Outras vezes esta voz nos vem através da Igreja, dos bispos e da comunidade cristã. Inácio vai, então, usar uma destas vias privilegiadas de encontrar a vontade de Deus: o Papa. Pôr-se-á aos seus pés para lhe dizer: “ A que missão quereis que se dediquem os companheiros de Jesus?”

XII - O tronco e os ramos

A primeira coisa que fizeram Inácio e seus companheiros, em Roma, foi se colocar à disposição do Papa Paulo III. Este deve ter ficado surpreendido ao vê-los pedir trabalho sem nenhuma recompensa, porque o que todos lhe pediam eram cargos honoríficos e lucrativos na Igreja. O Papa confiou-lhes tarefas pastorais em Roma.



O inverno de 1538-39 foi tremendamente frio e abateu-se a fome sobre a cidade. Os companheiros de Jesus se desdobraram no serviço aos necessitados e, com essa entrega generosa e desinteressada, granjearam a estima de todos. Foi naquele Natal que Inácio celebrou sua primeira missa.

O Papa pede a Broet e a Simão Rodrigues que vão a Sena. As missões que o Pontífice lhes vai confiando suscita uma questão: deverão permanecer unidos, fundando uma ordem religiosa, ou serão mais livres, sem vínculo estável entre si?
Todos eles dedicaram vários meses de oração e reflexão a esse tema e, no fim, chegaram à conclusão de que se fundasse uma ordem Religiosa, a Companhia de Jesus. Acertaram também outro ponto: não teriam hábito especial, oração litúrgica comum, nem penitências estabelecidas por regra. O Papa aprovou verbalmente a idéia, e mais tarde em 27 de setembro de 1540, confirmou-se por escrito. Deviam agora eleger um superior e redigir regras mais concretas.

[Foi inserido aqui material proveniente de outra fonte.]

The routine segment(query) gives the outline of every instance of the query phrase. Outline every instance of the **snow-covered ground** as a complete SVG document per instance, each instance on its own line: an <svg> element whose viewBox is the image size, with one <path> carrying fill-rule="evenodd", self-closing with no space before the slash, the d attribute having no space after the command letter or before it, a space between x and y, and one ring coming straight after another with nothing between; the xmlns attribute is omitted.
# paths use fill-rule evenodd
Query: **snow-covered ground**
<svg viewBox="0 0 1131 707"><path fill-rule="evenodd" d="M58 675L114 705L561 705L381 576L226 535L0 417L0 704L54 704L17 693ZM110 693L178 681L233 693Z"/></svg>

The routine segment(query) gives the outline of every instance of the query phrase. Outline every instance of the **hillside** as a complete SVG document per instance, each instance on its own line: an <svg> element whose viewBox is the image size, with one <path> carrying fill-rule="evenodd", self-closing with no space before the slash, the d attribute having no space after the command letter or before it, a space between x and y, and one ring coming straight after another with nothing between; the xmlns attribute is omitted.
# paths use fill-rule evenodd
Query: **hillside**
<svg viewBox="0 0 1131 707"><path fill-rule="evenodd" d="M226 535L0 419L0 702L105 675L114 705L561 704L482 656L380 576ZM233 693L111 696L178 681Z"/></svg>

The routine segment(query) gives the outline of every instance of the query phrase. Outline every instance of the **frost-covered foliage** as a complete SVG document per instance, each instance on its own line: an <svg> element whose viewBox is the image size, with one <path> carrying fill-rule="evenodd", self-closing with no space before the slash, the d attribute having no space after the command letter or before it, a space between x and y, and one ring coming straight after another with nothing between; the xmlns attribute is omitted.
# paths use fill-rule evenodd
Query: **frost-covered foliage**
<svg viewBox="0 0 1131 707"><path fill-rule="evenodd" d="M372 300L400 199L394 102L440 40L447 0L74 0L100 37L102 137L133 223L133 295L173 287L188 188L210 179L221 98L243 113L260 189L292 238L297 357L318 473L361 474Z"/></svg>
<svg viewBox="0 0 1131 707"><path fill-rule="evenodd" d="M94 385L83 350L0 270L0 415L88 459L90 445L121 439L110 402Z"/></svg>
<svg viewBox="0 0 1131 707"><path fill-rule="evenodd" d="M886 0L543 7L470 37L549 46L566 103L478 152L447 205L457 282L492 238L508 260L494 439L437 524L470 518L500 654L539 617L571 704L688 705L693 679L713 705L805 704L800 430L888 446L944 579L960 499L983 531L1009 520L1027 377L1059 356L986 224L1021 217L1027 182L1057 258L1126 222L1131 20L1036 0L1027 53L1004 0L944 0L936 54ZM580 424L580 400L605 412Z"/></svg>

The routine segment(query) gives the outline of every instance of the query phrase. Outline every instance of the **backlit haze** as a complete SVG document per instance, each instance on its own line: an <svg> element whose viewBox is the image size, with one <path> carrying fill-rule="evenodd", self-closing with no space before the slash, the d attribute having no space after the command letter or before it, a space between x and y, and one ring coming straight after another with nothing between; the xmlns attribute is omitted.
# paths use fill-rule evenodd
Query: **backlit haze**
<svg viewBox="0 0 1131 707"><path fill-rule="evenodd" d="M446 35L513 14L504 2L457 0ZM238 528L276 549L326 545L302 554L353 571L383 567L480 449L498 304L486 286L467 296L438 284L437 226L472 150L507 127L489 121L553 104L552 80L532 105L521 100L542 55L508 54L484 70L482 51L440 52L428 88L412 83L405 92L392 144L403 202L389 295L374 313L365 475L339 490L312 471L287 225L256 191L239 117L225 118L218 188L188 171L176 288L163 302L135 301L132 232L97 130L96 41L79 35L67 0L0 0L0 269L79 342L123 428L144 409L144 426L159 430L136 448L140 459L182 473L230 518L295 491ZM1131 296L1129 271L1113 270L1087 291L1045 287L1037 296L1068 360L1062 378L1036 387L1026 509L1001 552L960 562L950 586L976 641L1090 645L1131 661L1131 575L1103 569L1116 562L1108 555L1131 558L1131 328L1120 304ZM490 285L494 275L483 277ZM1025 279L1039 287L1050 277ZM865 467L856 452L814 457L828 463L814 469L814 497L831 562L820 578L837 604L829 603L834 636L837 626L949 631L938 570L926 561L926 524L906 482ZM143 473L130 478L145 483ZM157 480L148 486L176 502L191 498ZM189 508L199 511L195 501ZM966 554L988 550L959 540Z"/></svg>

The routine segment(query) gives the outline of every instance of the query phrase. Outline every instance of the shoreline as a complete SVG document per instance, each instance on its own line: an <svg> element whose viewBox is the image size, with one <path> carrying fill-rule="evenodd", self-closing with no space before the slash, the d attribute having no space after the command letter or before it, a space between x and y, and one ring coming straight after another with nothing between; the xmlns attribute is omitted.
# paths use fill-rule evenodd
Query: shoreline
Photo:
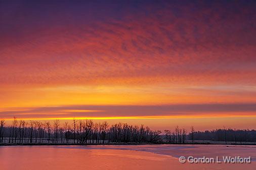
<svg viewBox="0 0 256 170"><path fill-rule="evenodd" d="M0 144L0 146L102 146L102 145L226 145L229 147L229 145L231 146L256 146L256 144L219 144L219 143L107 143L107 144L79 144L76 143L25 143L25 144L14 144L14 143L6 143Z"/></svg>

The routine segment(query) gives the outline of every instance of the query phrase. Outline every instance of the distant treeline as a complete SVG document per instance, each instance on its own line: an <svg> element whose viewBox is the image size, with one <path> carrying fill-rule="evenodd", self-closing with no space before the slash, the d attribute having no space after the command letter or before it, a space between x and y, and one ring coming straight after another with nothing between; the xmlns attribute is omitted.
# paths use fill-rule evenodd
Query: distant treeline
<svg viewBox="0 0 256 170"><path fill-rule="evenodd" d="M144 125L74 119L72 123L61 124L59 120L50 122L18 121L14 118L11 125L0 120L2 144L115 144L115 143L193 143L197 141L232 142L244 144L256 142L256 131L249 130L218 129L204 132L189 131L177 126L173 130L152 130ZM230 142L229 142L230 143Z"/></svg>

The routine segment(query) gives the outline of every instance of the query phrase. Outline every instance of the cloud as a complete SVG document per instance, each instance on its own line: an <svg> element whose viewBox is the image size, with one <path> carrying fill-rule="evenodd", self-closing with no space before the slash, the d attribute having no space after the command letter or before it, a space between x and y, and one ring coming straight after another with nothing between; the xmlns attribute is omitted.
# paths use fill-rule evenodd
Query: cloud
<svg viewBox="0 0 256 170"><path fill-rule="evenodd" d="M25 7L1 20L12 24L2 28L0 83L255 84L255 3L226 3L128 4L118 14L81 5L73 14L76 5L33 4L38 20Z"/></svg>
<svg viewBox="0 0 256 170"><path fill-rule="evenodd" d="M13 110L12 110L13 109ZM247 117L256 116L256 104L173 104L164 105L63 105L37 107L9 108L0 111L0 117L12 119L134 117L183 118L191 116Z"/></svg>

A eleição caiu sobre Inácio, que resistiu aceitá-la, mas acabou cedendo ao voto unânime de seus companheiros. Dedicou-se, então, a redigir as Constituições da Ordem e a dirigir seus primeiros passos, porque o grupo cresceria de maneira espetacular e os Papas começaram a dar-lhes missões cada vez maiores e mais complexas.


Inácio bem que se ofereceu para algumas delas, mas não o deixaram partir: vê, então, como seus primeiros companheiros partem para diversos lugares e países: Fabro para a Alemanha, Bobadilla para Nápoles, Simão Rodrigues para Portugal, Xavier para a Índia, Laínez e Salmerón para o Concílio de Trento...

Os ramos se estendem por todo o mundo conhecido e... desconhecido:um grupo foi mandado até para a Etiópia. A Companhia abre casas na Alemanha, França, Portugal, Espanha e Japão. Inácio, o andarilho de outrora,  agora ancorado em Roma, dá conselhos, anima e escreve. Escreve muito. Cartas e instruções para os que partem e estão longe. E conclui a redação das Constituições. Nada disso o impede, porém, de continuar atendendo as necessidades dos pobres, doentes, perseguidos nem de solucionar pleitos e conciliar inimigos.

A Companhia de Jesus vai-se configurando como um grupo de sacerdotes pobres, livres e disponíveis para se ocupar daquilo que for “mais” necessário à Igreja em cada lugar e em qualquer tempo: devem estar prontos para quaisquer tarefas que lhes confie o Vigário de Cristo. Por isso se ligam um voto de obediência ao Papa no que diz respeito a esses encargos. Eis por que, já em vida de Inácio, a Companhia se dedica ao ensino, à evangelização em terras de missões, ao trabalho intelectual, à pastoral direta e à atenção aos marginalizados.

Todos os Jesuítas (assim passarão a ser chamados) fazem os Exercícios Espirituais durante um mês e neles adquirem a “marca” do apóstolo Jesus, pobre e livre para encontrar e servir a Deus em todas as circunstâncias da vida, mas voltados, especialmente, para a necessidade dos homens. Essa é a maior glória de Deus.


No fim da sua vida, Inácio tem um problema sério de vesícula e foi disso que morreu na manhã de 31 de julho de 1556. A Companhia de Jesus, nesta data, já tinha mais de mil membros. Nestes quinhentos anos, chegou a ser extinta por um Papa: mas, restabelecida por outro,  anos mais tarde, nunca deixou de servir ao seu único Senhor Jesus Cristo e à sua esposa, a Igreja. Os jesuítas de hoje desejam continuar servindo esta mesma Igreja com espírito idêntico ao daquele fidalgo que nasceu Iñigo de Loyola, mas acabou se tornando Santo Inácio.